Lead-to-Customer Rate: The KPI That Shows If Your Marketing Funnel Is Working
As you may know, getting leads isn’t the problem. Getting good leads is the real problem. The Lead-to-Customer Rate (LTCR) shows the percentage of your leads that turn into paying customers. It helps you understand how effective your sales and marketing strategies and processes are at turning interest into revenue.
Formula
Lead-to-Customer Rate = (Number of New Customers ÷ Number of Leads) × 100
Practical example: Suppose you generated 20 leads in a month and 3 of those converted into paying clients. Your lead-to-customer rate would be 15%, Lead-to-Customer Rate = (3 ÷ 20) × 100 = 15%.

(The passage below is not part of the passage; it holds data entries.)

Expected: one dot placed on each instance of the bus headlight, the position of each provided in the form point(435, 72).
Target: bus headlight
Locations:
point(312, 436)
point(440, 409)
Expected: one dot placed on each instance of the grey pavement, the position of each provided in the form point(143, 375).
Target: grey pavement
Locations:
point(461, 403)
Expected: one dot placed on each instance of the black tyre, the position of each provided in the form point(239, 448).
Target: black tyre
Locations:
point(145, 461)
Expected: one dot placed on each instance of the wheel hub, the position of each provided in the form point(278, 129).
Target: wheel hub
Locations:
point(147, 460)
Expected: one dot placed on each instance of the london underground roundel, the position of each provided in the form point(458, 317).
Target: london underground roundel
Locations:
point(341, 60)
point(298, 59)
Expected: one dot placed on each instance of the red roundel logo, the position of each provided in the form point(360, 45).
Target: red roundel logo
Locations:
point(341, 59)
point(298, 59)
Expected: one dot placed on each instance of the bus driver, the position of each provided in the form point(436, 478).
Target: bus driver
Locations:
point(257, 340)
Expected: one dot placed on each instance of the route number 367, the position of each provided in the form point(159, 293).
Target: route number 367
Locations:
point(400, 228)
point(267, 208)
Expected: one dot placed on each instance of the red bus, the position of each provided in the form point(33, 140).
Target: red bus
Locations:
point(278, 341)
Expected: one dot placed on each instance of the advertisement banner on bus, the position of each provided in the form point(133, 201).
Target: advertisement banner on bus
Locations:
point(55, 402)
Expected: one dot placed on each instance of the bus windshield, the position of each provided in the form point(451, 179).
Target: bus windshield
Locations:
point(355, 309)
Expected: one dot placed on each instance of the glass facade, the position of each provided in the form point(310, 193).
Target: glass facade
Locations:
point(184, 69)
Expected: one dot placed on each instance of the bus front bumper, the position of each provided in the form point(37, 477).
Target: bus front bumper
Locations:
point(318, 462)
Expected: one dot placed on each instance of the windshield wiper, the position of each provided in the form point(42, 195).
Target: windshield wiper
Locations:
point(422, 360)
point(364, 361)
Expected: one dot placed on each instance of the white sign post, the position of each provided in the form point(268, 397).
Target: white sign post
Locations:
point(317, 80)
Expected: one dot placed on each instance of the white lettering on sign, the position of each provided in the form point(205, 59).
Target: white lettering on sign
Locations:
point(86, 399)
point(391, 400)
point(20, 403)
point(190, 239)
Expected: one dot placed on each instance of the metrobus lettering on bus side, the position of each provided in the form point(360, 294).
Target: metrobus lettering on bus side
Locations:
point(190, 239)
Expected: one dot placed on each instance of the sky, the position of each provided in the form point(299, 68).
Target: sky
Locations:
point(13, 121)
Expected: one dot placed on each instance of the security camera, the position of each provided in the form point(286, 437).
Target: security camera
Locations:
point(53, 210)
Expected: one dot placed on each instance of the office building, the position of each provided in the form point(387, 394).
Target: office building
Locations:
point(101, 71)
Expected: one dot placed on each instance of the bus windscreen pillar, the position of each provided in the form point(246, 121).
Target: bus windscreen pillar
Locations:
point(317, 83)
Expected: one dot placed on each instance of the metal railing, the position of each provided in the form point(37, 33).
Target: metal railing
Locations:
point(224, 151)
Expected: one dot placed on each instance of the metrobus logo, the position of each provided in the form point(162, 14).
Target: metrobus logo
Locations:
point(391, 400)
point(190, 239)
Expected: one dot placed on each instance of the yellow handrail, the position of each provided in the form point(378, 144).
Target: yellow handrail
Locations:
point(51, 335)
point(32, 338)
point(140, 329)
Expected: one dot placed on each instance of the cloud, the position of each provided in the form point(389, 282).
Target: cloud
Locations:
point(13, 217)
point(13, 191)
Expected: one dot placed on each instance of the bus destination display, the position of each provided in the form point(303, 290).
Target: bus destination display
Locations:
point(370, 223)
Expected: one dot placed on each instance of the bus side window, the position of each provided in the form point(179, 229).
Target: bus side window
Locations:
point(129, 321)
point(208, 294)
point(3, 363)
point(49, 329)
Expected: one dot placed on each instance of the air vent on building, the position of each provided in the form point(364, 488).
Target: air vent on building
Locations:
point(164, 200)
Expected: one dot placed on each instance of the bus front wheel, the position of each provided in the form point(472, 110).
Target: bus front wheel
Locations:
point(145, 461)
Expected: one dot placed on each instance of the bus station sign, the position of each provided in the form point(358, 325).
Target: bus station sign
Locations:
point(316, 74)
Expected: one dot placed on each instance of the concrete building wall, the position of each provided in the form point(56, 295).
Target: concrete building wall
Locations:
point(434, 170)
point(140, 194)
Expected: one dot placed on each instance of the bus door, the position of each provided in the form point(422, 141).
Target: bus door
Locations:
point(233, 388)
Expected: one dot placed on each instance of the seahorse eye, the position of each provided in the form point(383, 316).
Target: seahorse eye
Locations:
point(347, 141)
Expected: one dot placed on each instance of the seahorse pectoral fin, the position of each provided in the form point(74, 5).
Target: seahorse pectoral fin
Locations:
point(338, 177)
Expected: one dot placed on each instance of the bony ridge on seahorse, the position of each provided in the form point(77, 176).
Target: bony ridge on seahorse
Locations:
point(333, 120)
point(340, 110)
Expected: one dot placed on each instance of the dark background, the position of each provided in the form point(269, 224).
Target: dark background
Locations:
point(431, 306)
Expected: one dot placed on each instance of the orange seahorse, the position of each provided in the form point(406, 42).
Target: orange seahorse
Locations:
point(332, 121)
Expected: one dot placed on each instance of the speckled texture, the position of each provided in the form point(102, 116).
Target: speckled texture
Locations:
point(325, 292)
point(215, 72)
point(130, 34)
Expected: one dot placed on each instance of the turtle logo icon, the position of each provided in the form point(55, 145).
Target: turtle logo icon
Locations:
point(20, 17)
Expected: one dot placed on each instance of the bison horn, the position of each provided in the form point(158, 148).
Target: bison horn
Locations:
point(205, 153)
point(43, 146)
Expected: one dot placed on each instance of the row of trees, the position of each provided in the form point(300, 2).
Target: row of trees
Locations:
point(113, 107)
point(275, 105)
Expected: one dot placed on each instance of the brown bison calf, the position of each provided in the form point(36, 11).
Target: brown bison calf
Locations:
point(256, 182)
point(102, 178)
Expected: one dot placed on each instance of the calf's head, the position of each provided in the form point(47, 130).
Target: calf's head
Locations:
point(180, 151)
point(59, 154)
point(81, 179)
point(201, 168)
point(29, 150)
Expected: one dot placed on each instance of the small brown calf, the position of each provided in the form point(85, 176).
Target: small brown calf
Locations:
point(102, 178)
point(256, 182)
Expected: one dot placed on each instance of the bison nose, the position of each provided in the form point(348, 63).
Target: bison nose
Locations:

How to Use Lead-to-Customer Rate To Make Smarter Marketing Decisions
Tracking LTCR lets you identify bottlenecks in your marketing and sales funnel. If you acquire many leads that don’t convert into clients, don’t fire your sales team member just yet, look into these marketing elements first,
- Does your offer solve a painful, urgent problem?
- Are you targeting the right personas?
- Is your positioning clear and strong?
Lead-to-Customer Rate and Sales
Too often, we marketers shy away from the “sales” topic. We feel that our job ends once we’ve provided leads to the sales department. Personally, I think the industry has got it all wrong. Marketers and sales teams should be working side by side, not in silos. So engage your marketing and sales team and together evaluate the sales process too. Focus on these elements:
- Is the sales script or conversation of the sales team strong enough? Are you building trust and handling objections promptly?
- What’s your follow-up system? (Most sales come from follow-up.)
- What’s the timeframe between the lead opting in and the sales team calling the person? How is your CRM set up? The faster you reach out to a lead, the higher the conversion.
A Final Word
That is my list of marketing metrics B2B SaaS businesses must track to make solid decisions. There are obviously many other metrics you should analyse to get the full picture of your marketing machine but these are, in my opinion, the top-level numbers that will help you sound the alarm and dig deeper into what’s happening within your marketing infrastructure. I hope it helps you make smarter marketing decisions!